In the second part of our look at the selection of custom BMW R nineTs created by some of Japan’s finest motorcycle designers for the brand’s Motorrad Days event, we look at the creations of Shiro Nakajima and Hideya Togashi. Each of their creations, both of which are built using the modern R nineT as a basis, show two very different design approaches with each choosing elements from the cafe racer and historical motorsport scenes.
For Shiro Nakajima, minimalism was clearly the order of the day with his ‘Clubman Racer’, cutting a design down right to the very bare essentials. He took the already sparse look of the BMW R nineT and almost made it look superfluous in comparison to how the finished Clubman Racer looks. The fuel tank and seat units depict elegant lines in what is otherwise a purely mechanical look, and both feature a pin-stripped finish that further echoes the style of a bygone era. Painted in a deep petrol blue, the bodywork is well matched to the modern lightweight cast wheels which are finished in a matt gold paint. The Clubman Racer’s small but perfectly formed seat is also upholstered in a soft, dark beige fabric.

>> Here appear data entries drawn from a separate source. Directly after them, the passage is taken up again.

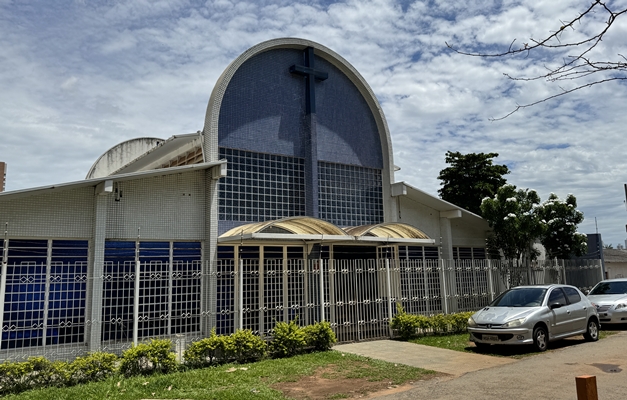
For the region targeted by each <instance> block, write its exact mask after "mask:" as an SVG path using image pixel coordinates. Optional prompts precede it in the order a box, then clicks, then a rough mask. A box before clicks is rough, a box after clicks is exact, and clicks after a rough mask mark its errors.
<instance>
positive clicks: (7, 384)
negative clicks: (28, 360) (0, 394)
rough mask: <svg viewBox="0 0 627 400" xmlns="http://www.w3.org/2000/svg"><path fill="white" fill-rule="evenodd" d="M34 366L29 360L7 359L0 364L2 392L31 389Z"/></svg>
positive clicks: (1, 392) (1, 387) (0, 374)
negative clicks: (26, 360) (30, 375)
mask: <svg viewBox="0 0 627 400" xmlns="http://www.w3.org/2000/svg"><path fill="white" fill-rule="evenodd" d="M32 371H33V366H32V365H31V364H30V363H29V362H28V361H26V362H10V361H5V362H3V363H2V364H0V394H7V393H19V392H23V391H24V390H27V389H30V387H31V384H30V378H29V377H30V374H31V373H32Z"/></svg>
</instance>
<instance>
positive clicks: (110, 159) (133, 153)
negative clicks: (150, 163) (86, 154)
mask: <svg viewBox="0 0 627 400" xmlns="http://www.w3.org/2000/svg"><path fill="white" fill-rule="evenodd" d="M163 142H165V140H164V139H159V138H153V137H141V138H136V139H130V140H127V141H125V142H122V143H119V144H117V145H115V146H113V147H112V148H110V149H109V150H107V151H106V152H105V153H104V154H102V155H101V156H100V157H98V159H97V160H96V162H94V164H93V165H92V166H91V168H90V169H89V172H87V176H86V177H85V179H92V178H102V177H105V176H109V175H111V174H112V173H114V172H115V171H117V170H118V169H120V168H121V167H123V166H124V165H126V164H128V163H129V162H131V161H133V160H134V159H136V158H137V157H139V156H141V155H142V154H145V153H146V152H148V151H149V150H151V149H154V148H155V147H157V146H159V145H160V144H161V143H163Z"/></svg>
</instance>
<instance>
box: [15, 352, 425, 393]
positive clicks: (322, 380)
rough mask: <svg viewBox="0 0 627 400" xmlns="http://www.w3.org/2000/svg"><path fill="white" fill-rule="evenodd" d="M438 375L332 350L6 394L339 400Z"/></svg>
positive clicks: (408, 367) (417, 369)
mask: <svg viewBox="0 0 627 400" xmlns="http://www.w3.org/2000/svg"><path fill="white" fill-rule="evenodd" d="M434 376H436V373H435V372H434V371H427V370H424V369H421V368H414V367H408V366H405V365H401V364H391V363H387V362H383V361H378V360H372V359H369V358H366V357H360V356H356V355H351V354H343V353H340V352H338V351H328V352H323V353H313V354H305V355H300V356H296V357H292V358H285V359H276V360H265V361H261V362H257V363H252V364H227V365H221V366H218V367H212V368H205V369H197V370H190V371H186V372H177V373H173V374H168V375H154V376H148V377H134V378H128V379H123V378H120V377H114V378H111V379H108V380H106V381H103V382H96V383H90V384H87V385H79V386H74V387H69V388H47V389H41V390H32V391H28V392H24V393H21V394H19V395H9V396H6V397H4V399H11V400H14V399H33V400H34V399H37V400H49V399H55V400H63V399H67V400H84V399H98V400H101V399H194V400H199V399H251V398H255V399H289V398H297V399H303V398H315V399H339V398H347V397H351V396H354V395H356V394H365V393H368V392H373V391H378V390H383V389H386V388H388V387H390V386H394V385H402V384H404V383H408V382H414V381H417V380H422V379H429V378H431V377H434Z"/></svg>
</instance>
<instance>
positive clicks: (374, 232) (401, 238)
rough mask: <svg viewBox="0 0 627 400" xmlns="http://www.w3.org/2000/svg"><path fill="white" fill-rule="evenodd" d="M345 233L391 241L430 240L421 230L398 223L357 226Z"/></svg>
mask: <svg viewBox="0 0 627 400" xmlns="http://www.w3.org/2000/svg"><path fill="white" fill-rule="evenodd" d="M344 231H346V233H348V234H349V235H351V236H371V237H378V238H390V239H430V238H429V236H427V235H426V234H425V233H424V232H422V231H421V230H420V229H417V228H414V227H413V226H411V225H407V224H402V223H398V222H387V223H383V224H376V225H363V226H356V227H352V228H345V229H344Z"/></svg>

In stark contrast, just below that fuel tank is a straight un-finished metal air-intake which still shows the blue-ing for the hand-finished welds. The new boxer engine dominates the appearance as it sits suspended in the trellis frame whilst the two-into-one exhaust system flows under the sump and exits through a single silencer on the left-hand-side of the motorcycle. The Öhlins upside-down front suspension forks give the motorcycle a beefy appearance and the drop clip-on handlebars and single round headlight round up what is very much a modern cafe racer image. Commenting on his creation, Shiro Nakajima said, “What I wanted was to create something a bit more sporty than a cafe racer. A motorcycle that you don’t just take into an urban environment or ride over mountains with but one that you can also really enjoy on the racetrack. This was the reason why I chose above all to make it as light as possible”.
From an aesthetic standpoint Hideya Togashi’s ‘Boxer’ is almost timeless. Styled on the classic sport design, its rounded fairing replicates those of racers from the 1970s when aerodynamics were as much about looking right as they were about being technically efficient.

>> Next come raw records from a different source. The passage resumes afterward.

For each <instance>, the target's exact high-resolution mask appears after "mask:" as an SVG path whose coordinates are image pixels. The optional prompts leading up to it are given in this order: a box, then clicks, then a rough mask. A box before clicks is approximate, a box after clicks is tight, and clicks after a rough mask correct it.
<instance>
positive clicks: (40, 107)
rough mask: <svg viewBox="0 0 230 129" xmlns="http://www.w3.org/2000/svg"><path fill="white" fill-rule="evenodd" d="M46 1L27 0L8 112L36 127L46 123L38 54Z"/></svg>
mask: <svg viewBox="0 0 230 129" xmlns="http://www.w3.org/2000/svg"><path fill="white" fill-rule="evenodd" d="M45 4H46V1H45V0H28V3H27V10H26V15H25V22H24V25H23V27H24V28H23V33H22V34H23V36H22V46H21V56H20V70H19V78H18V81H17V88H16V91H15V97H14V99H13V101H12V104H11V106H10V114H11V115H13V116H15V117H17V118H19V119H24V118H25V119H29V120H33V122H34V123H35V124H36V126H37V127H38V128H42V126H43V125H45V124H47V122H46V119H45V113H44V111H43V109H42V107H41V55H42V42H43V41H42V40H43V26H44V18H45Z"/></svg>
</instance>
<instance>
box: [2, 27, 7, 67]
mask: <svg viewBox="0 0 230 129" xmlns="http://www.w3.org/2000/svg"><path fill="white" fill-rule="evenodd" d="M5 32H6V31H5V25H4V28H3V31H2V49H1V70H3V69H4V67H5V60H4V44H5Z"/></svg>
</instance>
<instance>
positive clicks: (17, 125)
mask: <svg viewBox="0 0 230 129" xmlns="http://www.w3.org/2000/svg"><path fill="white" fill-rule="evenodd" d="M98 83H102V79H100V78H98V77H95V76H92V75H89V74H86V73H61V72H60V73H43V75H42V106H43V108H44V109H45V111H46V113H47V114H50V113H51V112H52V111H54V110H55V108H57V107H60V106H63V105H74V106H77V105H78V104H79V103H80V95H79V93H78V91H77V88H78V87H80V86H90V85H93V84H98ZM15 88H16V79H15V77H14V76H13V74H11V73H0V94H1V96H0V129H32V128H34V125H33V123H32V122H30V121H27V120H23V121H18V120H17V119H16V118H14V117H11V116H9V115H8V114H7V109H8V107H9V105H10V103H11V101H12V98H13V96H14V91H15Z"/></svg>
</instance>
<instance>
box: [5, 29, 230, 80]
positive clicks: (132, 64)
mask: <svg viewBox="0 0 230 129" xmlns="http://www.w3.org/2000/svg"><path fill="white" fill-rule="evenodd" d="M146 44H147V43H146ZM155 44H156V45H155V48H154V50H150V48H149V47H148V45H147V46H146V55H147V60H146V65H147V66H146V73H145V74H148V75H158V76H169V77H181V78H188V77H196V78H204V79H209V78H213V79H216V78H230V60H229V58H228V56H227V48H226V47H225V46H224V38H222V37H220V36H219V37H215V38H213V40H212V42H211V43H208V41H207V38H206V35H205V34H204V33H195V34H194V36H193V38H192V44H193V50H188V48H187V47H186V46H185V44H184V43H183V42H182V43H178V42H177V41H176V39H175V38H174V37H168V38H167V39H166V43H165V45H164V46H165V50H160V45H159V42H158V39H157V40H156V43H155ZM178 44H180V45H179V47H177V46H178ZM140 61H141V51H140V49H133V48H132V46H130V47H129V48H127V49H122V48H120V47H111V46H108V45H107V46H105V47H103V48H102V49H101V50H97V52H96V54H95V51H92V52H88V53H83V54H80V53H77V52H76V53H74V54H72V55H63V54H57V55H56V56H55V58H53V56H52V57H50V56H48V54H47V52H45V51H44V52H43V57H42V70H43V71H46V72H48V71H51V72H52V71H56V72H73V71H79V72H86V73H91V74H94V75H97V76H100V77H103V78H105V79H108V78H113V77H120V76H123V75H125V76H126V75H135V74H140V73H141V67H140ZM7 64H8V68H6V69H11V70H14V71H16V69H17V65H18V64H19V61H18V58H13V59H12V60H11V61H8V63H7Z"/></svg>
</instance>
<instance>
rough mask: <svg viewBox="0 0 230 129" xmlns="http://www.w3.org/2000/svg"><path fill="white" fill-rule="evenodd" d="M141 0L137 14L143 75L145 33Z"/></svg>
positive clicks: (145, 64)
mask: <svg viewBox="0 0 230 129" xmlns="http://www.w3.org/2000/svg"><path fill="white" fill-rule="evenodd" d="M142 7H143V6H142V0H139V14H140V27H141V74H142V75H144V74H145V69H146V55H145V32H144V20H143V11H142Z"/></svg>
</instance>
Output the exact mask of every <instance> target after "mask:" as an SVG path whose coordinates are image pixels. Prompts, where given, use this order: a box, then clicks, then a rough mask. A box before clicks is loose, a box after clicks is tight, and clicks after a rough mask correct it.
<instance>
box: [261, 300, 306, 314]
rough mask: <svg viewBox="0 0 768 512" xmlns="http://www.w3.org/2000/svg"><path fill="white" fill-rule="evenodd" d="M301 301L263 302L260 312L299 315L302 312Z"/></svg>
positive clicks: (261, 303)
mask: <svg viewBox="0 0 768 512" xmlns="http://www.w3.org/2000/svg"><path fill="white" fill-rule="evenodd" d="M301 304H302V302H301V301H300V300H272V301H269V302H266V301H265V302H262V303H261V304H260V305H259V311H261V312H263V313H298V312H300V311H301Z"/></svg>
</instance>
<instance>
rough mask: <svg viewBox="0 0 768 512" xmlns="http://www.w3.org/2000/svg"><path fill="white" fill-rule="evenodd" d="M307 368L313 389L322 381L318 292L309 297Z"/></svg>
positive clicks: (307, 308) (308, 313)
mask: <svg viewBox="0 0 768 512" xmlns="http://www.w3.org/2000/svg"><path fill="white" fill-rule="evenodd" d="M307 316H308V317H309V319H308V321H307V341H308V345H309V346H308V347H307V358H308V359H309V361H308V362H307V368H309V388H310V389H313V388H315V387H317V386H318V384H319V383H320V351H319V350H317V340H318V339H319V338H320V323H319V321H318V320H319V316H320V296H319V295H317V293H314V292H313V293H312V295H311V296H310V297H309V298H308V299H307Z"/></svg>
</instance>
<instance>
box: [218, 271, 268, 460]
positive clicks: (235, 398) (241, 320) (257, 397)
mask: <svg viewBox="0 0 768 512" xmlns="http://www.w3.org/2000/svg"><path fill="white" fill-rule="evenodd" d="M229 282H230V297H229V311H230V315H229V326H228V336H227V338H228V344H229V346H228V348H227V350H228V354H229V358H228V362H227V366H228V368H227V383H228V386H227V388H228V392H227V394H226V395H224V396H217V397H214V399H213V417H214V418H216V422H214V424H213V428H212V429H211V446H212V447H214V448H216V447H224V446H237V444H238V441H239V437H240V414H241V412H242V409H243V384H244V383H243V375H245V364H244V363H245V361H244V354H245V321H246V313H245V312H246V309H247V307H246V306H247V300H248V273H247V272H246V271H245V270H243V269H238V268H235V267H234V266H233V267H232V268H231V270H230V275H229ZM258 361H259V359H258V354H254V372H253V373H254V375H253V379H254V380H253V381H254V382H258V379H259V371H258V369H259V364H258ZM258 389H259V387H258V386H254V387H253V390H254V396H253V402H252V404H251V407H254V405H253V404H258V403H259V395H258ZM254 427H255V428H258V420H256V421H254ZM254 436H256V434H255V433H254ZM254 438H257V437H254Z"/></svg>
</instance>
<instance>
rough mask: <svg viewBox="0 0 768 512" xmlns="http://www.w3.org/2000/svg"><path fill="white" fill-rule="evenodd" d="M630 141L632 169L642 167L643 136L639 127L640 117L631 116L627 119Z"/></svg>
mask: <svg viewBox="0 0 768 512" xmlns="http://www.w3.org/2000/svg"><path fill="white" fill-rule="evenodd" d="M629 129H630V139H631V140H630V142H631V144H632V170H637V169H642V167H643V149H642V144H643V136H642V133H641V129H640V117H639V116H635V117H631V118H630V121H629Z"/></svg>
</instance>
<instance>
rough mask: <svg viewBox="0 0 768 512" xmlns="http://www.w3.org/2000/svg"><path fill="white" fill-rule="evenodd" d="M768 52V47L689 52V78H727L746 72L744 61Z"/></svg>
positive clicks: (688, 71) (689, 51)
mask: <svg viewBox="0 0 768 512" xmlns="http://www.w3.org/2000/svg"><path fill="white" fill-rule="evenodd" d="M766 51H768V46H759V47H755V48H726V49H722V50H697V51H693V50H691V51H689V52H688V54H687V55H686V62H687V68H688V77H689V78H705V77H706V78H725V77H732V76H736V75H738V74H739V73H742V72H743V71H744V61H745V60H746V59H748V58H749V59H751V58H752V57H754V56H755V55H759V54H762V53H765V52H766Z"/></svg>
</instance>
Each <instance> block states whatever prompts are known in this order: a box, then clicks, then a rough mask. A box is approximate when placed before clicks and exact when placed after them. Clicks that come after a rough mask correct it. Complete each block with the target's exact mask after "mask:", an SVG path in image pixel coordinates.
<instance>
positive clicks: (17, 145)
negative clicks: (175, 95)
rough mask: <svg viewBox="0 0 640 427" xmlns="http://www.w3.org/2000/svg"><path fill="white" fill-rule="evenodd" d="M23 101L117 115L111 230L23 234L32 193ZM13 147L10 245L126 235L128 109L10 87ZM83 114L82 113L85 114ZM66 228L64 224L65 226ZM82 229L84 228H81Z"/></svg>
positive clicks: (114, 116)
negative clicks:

The stubby front fairing houses a single, offset headlight is reminiscent of endurance racers and has a fluid design that flows all the way down in between the exposed header pipes and into the bellypan which also houses the boxer engine’s exhaust silencer that neatly exits through the rear below the swingarm. Clip-on handlebars allow the ride to tuck down low behind the short screen, hugging the slimline aluminium fuel tank – one of the motorcycle’s main features and one of Togashi’s favourite features. “It seems to hug the rider, while the design of the fairing is borrowed from that of the nineteen seventies racing models.”

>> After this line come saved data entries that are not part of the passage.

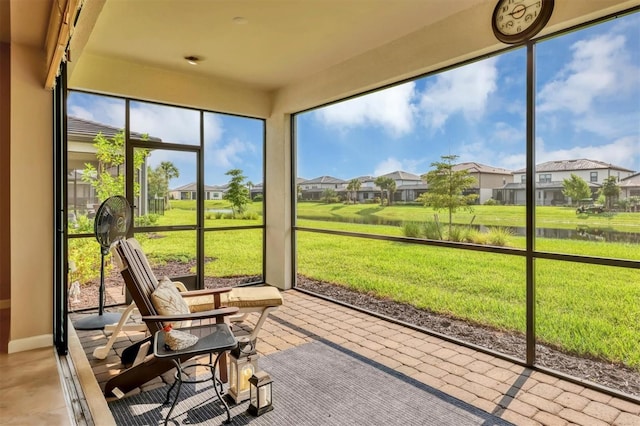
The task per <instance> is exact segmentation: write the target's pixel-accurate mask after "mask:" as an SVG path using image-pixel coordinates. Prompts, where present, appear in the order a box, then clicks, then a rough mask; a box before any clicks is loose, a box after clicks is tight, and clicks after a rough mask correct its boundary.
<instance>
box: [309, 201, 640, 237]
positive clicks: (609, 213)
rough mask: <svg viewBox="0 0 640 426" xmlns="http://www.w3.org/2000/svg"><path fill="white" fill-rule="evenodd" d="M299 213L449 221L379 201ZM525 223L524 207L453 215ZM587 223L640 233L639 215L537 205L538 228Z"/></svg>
mask: <svg viewBox="0 0 640 426" xmlns="http://www.w3.org/2000/svg"><path fill="white" fill-rule="evenodd" d="M297 209H298V210H297V214H298V216H302V217H310V218H311V217H312V218H317V219H321V218H324V219H333V220H337V219H343V220H349V219H362V218H365V217H368V216H373V217H378V218H381V219H387V220H401V221H408V222H424V221H432V220H434V215H435V214H437V215H438V216H439V219H440V221H441V222H443V223H446V222H447V221H448V212H446V211H444V210H442V211H440V212H436V211H434V210H433V209H432V208H430V207H423V206H418V205H392V206H386V207H381V206H379V205H376V204H350V205H345V204H324V203H312V202H304V203H298V206H297ZM472 221H473V224H475V225H486V226H509V227H524V226H525V207H524V206H474V207H473V211H472V212H463V211H461V210H460V211H458V212H456V213H454V215H453V223H454V224H459V225H468V224H469V223H472ZM577 226H588V227H590V228H599V229H602V230H612V231H619V232H636V233H640V214H638V213H604V214H600V215H577V214H576V210H575V208H573V207H547V206H544V207H536V227H538V228H556V229H575V228H576V227H577Z"/></svg>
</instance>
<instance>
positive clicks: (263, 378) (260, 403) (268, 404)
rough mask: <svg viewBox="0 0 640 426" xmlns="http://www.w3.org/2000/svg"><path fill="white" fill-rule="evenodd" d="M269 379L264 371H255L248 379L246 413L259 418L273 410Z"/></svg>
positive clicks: (268, 377)
mask: <svg viewBox="0 0 640 426" xmlns="http://www.w3.org/2000/svg"><path fill="white" fill-rule="evenodd" d="M271 382H272V380H271V377H270V376H269V374H267V372H265V371H256V372H255V373H254V374H253V376H251V378H250V379H249V385H250V386H249V395H250V396H249V408H248V409H247V412H248V413H249V414H251V415H253V416H260V415H262V414H264V413H266V412H267V411H271V410H273V405H272V399H271V396H272V394H271Z"/></svg>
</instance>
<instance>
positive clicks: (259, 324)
mask: <svg viewBox="0 0 640 426" xmlns="http://www.w3.org/2000/svg"><path fill="white" fill-rule="evenodd" d="M276 309H278V307H277V306H269V307H268V308H264V309H263V310H262V313H261V314H260V318H258V322H257V323H256V326H255V327H254V328H253V331H252V332H251V335H250V336H249V339H250V340H251V341H252V342H255V341H256V340H257V339H258V333H259V332H260V329H261V328H262V325H263V324H264V322H265V321H266V320H267V317H268V316H269V314H270V313H271V312H272V311H275V310H276Z"/></svg>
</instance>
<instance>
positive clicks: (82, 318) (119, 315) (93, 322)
mask: <svg viewBox="0 0 640 426" xmlns="http://www.w3.org/2000/svg"><path fill="white" fill-rule="evenodd" d="M121 316H122V315H121V314H112V313H105V314H102V315H93V316H90V317H87V318H82V319H79V320H78V321H75V322H74V323H73V328H75V329H76V330H102V329H104V327H105V326H106V325H109V324H115V323H117V322H118V321H120V317H121Z"/></svg>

Equally impressed with this and the other creations was Ola Stenegard, head designers of the BMW R nineT. After seeing the finished motorcycles he said “I was just blown away! I had very high expectations – we are dealing with some of the very best customisers in the world here – yet I was on my knees. What they have achieved is jus mind-blowing. And each bike perfectly reflects the builder”.